В России в годы от 14 декабря до начала подъема 40-х годов тоже были эпохой романтизма. Этот русский романтизм отличается от немецкого тем, что немецкий был «оригиналом», а русский – «списком». В истории европейской культуры русский романтизм не имеет своего самостоятельного лица. Но, с другой стороны, тогда как немецкий романтизм вырос из противодействия французской революции, русский романтизм возник из крушения декабризма. Будучи продуктом феодальной реакции, он не был, первоначально, действующей частью этой реакции. Как и немецкий, русский романтизм беспрестанно порождал реакционные ветви, но основная линия его ведет от Веневитинова и Надеждина через фихтеанство Бакунина к левому гегельянству и демократизму Белинского.
Главными культурными задачами русского романтизма были «освобождение личности от оков феодальной морали и построение миросозерцания, свободного от церковного авторитета». Обе задачи требовали максимального обогащения внутренней жизни, чувства и воображения. Они требовали литературы, богатой эмоциональным и образным содержанием. Поверхностная эмоциональность и формалистический уклон до-декабрьской поэзии, допустимые в поэзии, когда они еще могли служить приемлемым аккомпанементом к политическому действию, теперь становились реакционными. Упор на содержание становился главным требованием прогрессивной критики.
Писателям до-декабрьского поколения было трудно ответить на этот заказ. Путь Пушкина – в соответствии со сложностью его социальной и политической позиции – был сложен. Совершенно отказываясь от натур-философского обогащения и углубления своей поэзии, он – как, например, в маленьких трагедиях – дает ярчайшие примеры ее эмоционального углубления и обогащения, которым суждено было особенно приблизить его творчество к младшему поколению после его смерти. Но в то же время он другими сторонами своего творчества оказывается чужд своему времени. С одной стороны, как прямой вызов современности, он пишет произведения, приводящие в недоумение передовую критику («Анджело», «Сказки», отчасти «повести Белкина»), с другой – почти один во всей литературе он видит дальше временной обстановки депрессии и (в тесной связи со своими размышлениями об истории и политике) создает искусство общественного реализма, непосредственно смыкающееся с новой литературой 40-х годов.

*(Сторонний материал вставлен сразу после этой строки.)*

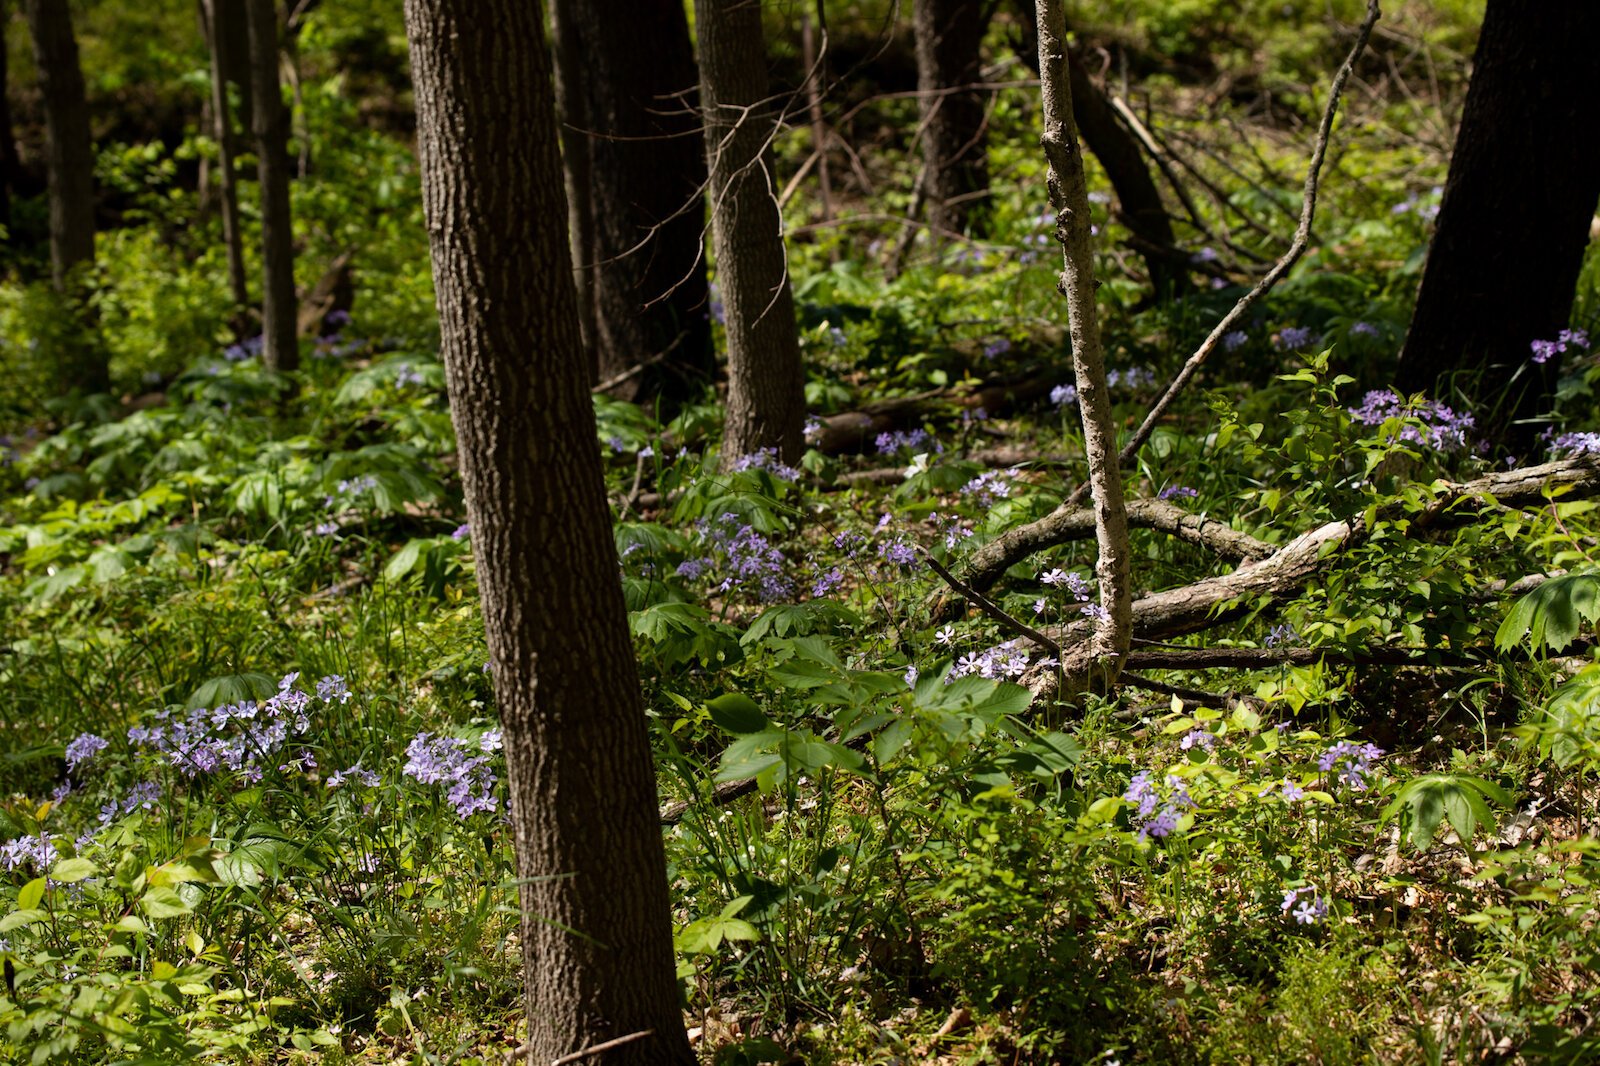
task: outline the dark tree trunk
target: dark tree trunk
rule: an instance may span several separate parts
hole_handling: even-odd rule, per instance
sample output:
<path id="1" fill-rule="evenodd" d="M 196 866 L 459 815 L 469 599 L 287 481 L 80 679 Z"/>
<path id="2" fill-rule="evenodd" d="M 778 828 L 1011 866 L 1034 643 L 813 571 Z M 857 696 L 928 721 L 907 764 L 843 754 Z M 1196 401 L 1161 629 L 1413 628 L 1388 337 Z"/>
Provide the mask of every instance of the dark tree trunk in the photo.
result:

Баратынский, поставленный перед новыми задачами, оказался в более трудном положении, чем Пушкин. В его ранней поэзии не было почти никаких исходных точек для переделки себя в соответствии с новыми требованиями. Популярность его, правда, достигает своего апогея как раз в первые последекабрьские годы, но это было не более как проявлением до-декабрьской инерции. «Болотный» характер поэзии Баратынского был вполне кстати в такое время, когда непосредственное действие расправы над декабристами было особенно сильно, а новая культурническая волна еще не успела подняться. И в дальнейшем Баратынский не разрывает со своим «французским» формализмом. Еще в 1828 г. он пишет «Переселение Душ», сугубо формалистическую стилизацию под XVIII век. Впоследствии он пользуется им, чтобы вызывающе подчеркнуть свой отрыв от современности, нарочито перемешивая в собрании стихотворений 1835 г. старое с новым, включая в него такие пустячки, как «Не знаю, милая, не знаю», он бросает открытый вызов новым требованиям и добивается от Белинского фразы о «светской, паркетной музе Баратынского».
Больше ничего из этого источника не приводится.